THE MOST famous portrait of Lord Nelson hides the image of a younger and less important Nelson underneath, restoration work at the National Maritime Museum has shown.
The "promotion" of the portrait - from a hatless figure to hatted, and from a lieutenant's uniform to a captain's - followed the sudden rise in Horatio Nelson's fortunes as a young naval officer.
Both images were painted by John Francis Rigaud at the request of one of Nelson's early commanders, Captain William Locker, more than 20 years before Nelson was killed at the Battle of Trafalgar in 1805.
The earlier portrait, discovered when curators X-rayed the painting, shows a young man with a chubby face, a pigtail and a hat under his arm. He is wearing a plain lieutenant's coat and strikes the casual pose of a young, untried officer. In the later portrait, painted on top of the earlier one after Nelson had proved himself in battle, he is a leaner, more self-assured figure wearing a formal captain's uniform with epaulettes, gold braid and a tricorn hat.
The hidden portrait was commissioned in 1777 when Nelson was an obscure 18-year-old lieutenant, and changed four years later into the much grander work after Nelson returned victorious from the Nicaraguan "San Juan" campaign against the Spanish. By the age of 21, Nelson had been appointed a captain and put in charge of his own frigate.

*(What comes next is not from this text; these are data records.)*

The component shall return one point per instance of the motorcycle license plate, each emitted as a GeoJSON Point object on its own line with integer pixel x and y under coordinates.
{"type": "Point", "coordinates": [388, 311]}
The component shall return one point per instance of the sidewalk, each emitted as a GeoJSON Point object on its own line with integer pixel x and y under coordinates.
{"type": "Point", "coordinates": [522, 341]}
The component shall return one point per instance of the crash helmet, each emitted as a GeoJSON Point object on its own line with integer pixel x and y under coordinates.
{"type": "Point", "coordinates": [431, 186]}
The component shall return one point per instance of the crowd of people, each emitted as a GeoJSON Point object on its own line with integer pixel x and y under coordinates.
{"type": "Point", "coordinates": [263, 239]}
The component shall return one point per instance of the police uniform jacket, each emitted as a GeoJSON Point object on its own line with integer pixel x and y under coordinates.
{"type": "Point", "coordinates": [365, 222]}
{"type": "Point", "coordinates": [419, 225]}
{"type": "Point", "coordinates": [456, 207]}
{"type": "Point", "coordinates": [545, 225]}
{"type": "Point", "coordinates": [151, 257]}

It is thought that Captain Locker, anticipating that Nelson would go far, asked that the work be updated and formalised.
Curators discovered the earlier portrait when they took the painting down for cleaning last month. It is one of the best known of Rigaud's paintings and is considered one of the best likenesses of the admiral. The museum bought it for a few hundred pounds from Earl Nelson, the admiral's descendant, in 1948. It will be re-hung in an exhibition on Nelson's life later this year.